Grab each row the appropriate number of times, subsetting df only once.
This approach cuts down on the number of times you scan df and grab a subset, which should yield a significant speedup. Let's start with a reproducible example:
library(data.table)
set.seed(144)
pos <- sample(1:100000000, 10000000, replace=F)
df <- data.table(pos, name="arbitrary_string")
query <- c(100000, 101000, 200000)
Now, let's determine the ranges and number of times we need rows from each range:
query.cut <- rbind(data.frame(x=query-10000, y=1), data.frame(x=query+10001, y=-1))
query.cut <- query.cut[order(query.cut$x),]
query.cut$y <- cumsum(query.cut$y)
query.cut
# x y
# 1 90000 1
# 2 91000 2
# 4 110001 1
# 5 111001 0
# 3 190000 1
# 6 210001 0
We will take rows with pos value 90000-90999 once, rows with pos value 91000-110000 twice, rows with pos value 110001-111000 once, and rows with pos value 190000-210000 once.
To determine which range an element falls in, we can use the cut function, looking up the relevant number of replications in our query.cut table:
num.rep <- query.cut$y[as.numeric(cut(df$pos, query.cut$x))]
num.rep[is.na(num.rep)] <- 0
table(num.rep)
# num.rep
# 0 1 2
# 9995969 2137 1894
For our current small query, almost all rows are never taken at all.
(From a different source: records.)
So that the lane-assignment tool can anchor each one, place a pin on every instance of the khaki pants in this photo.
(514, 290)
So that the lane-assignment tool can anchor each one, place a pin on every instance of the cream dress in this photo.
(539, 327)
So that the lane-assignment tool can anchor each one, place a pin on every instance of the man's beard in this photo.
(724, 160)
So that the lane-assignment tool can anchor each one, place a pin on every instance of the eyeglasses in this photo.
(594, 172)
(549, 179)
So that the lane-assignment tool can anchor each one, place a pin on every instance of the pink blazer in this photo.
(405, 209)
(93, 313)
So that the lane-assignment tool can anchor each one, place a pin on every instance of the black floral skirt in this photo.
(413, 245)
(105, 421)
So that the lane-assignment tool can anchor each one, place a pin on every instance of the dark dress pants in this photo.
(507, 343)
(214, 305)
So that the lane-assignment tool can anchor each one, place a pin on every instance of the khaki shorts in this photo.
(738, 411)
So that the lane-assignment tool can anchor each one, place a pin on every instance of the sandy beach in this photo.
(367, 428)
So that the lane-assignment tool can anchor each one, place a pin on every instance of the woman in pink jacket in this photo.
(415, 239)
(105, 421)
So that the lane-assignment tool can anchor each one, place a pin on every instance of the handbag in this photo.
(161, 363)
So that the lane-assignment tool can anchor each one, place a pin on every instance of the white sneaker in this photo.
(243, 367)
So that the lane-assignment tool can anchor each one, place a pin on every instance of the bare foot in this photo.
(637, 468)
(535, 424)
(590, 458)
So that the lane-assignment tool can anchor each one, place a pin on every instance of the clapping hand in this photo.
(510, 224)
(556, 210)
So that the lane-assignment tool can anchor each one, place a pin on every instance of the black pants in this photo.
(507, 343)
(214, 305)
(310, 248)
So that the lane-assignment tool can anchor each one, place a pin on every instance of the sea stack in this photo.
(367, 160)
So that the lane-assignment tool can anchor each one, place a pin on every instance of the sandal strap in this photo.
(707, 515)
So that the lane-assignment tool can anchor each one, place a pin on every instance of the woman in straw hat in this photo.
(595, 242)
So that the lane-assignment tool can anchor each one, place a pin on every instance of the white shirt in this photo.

The last step is to grab each row the appropriate number of times.
output <- df[rep(1:nrow(df), times=num.rep),]
We can get a pretty solid speedup even with a relatively small set of queries (300 here):
OP <- function(query) {
df_list <- lapply(query, function(x) subset(df, pos >= x - 10000 & pos <= x + 10000))
rbindlist(df_list)
}
josilber <- function(query) {
query.cut <- rbind(data.frame(x=query-10000, y=1), data.frame(x=query+10001, y=-1))
query.cut <- query.cut[order(query.cut$x),]
query.cut$y <- cumsum(query.cut$y)
query.cut <- query.cut[!duplicated(query.cut$x, fromLast=T),]
num.rep <- query.cut$y[as.numeric(cut(df$pos, query.cut$x))]
num.rep[is.na(num.rep)] <- 0
df[rep(1:nrow(df), times=num.rep),]
}
set.seed(144)
big.query <- sample(df$pos, 300)
system.time(OP(big.query))
# user system elapsed
# 196.693 17.824 217.141
system.time(josilber(big.query))
# user system elapsed
# 3.418 0.124 3.673
As the size of query set grows the advantage of the new approach should get larger, because it's still making just one pass through df$pos while the original approach is making one pass for each element in query (aka the new approach is asymptotically faster).